Plug pulled on Alexandria biomass plant
ALEXANDRIA - State and local leaders are expressing concern that Indeck Energy will idle electric generation at its biomass plant at month's end, but company representatives say the decision to mothball the facility was driven solely by the weak wholesale market and the low reimbursement rates under the state's Renewable Portfolio Standard law.
Rich Killion, a spokesman for Indeck Energy Services Inc., headquartered in Buffalo Grove, Ill., said that one-two punch made continued plant operations unsustainable.
Management met with the 16 local workers on April 3 and told them the facility's last day of operation will be April 30.
"We're extremely aware of the impact. It was a tremendously difficult decision," Killion said.
But Killion said once the plant is shut down, all maintenance and other precautions will be taken to assure that it could be brought back online if market conditions improve.
The company has reached out to the Governor's Office and District 2 State Sen. Bob Guida, R-Warren, to tell them about the impact the shutdown will have on employees, suppliers and other vendors, and to make them aware of the challenges of operating a small biomass plant in a very trying market.
"They're committed to having their voice heard and to be part of that," Killion said.
Tuesday at 1:30 p.m., the House Science, Technology and Energy Committee will hold a hearing on Senate Bill 129 that seeks to address the structure of the state's Renewable Energy Certificates and how they are valued, a critical component to keeping the state's biomass plants operating.
The legislation's prime sponsor is Sen. Jeb Bradley, R-Wolfeboro, who was a key figure in the deregulation of the state's electric industry at the turn of the millennium.
Jasen Stock, executive director of the New Hampshire Timberland Owners Association, said he's been fielding phone calls from landowners to loggers throughout the central part of the state since earlier this week, when news broke of the plant's closing.
"It's a huge concern for our members," Stock said of the trickle-down effect the plant's shuttering would have on landowners, foresters, loggers, sawmills and feedstock providers.
Biomass plants consume a tremendous amount of low-grade wood and, without a reliable outlet for that material, the closing would have a negative impact on the timber industry.
"We have a situation now where the sawmills are feeling the pinch and are having to stockpile their sawdust and mill waste. That has a ripple effect," Stock said.
Independent biomass plants in the state now consume an estimated 200,000 tons of wood annually in multiple forms, including whole-tree chips, sawdust and other clean-processed wood fuel.
The state has a Renewable Portfolio Standard law, and Stock said the Timberland Owners Association is among those groups working with policymakers to seek adjustments to help biomass plants continue operating.
While New England ratepayers have historically shouldered the highest electric rates in the country, Stock said the current wholesale market rate for electricity is at an all-time low.
Biomass plants and the electricity they generate for the wholesale market is just one part of the equation, according to Stock, who said lawmakers need to recognize the economic benefits of the jobs, timber taxes and other revenue the industry generates.
Killion echoed those sentiments.
"The benefits of that plant extend well beyond the boundary of the facility itself.
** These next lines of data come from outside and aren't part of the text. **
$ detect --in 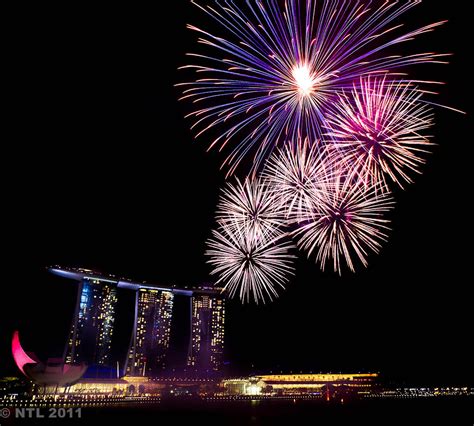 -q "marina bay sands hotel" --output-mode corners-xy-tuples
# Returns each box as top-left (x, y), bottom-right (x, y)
(49, 266), (225, 376)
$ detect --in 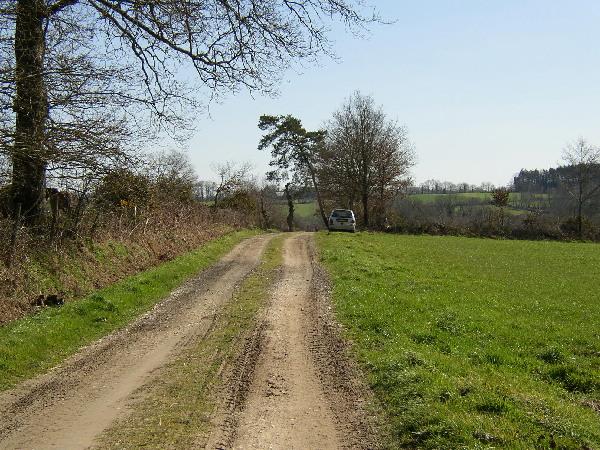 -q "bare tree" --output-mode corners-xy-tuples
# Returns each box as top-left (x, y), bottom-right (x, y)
(213, 161), (252, 207)
(322, 92), (415, 226)
(562, 138), (600, 238)
(0, 0), (377, 222)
From the employees to the loggers and the various vendors they interact with on a daily basis, that's what makes this so difficult for Indeck," he said.
District 2 Executive Councilor Joe Kenney, R-Union, said he was saddened to learn the Alexandria plant is to close April 30, and that the decision was prompted by the wholesale electricity market hitting historic lows of 2 to 3 percent.
"I don't think they want to close, but are taking a wait-and-see approach to assess what the market is going to do," he said.
Indeck Energy Services Inc. is a privately held developer, owner and operator of power generation projects.
The Alexandria biomass plant, at 151 Smith River Road, was built in 1986 on 22.1 acres. In 2016, the town assessed its land and improvements at $6,854,300.
The company has paid its annual property tax bill of $128,998, but has failed to file its annual report and paid a $100 fee for the business to retain its good standing status with the state Secretary of State's Office.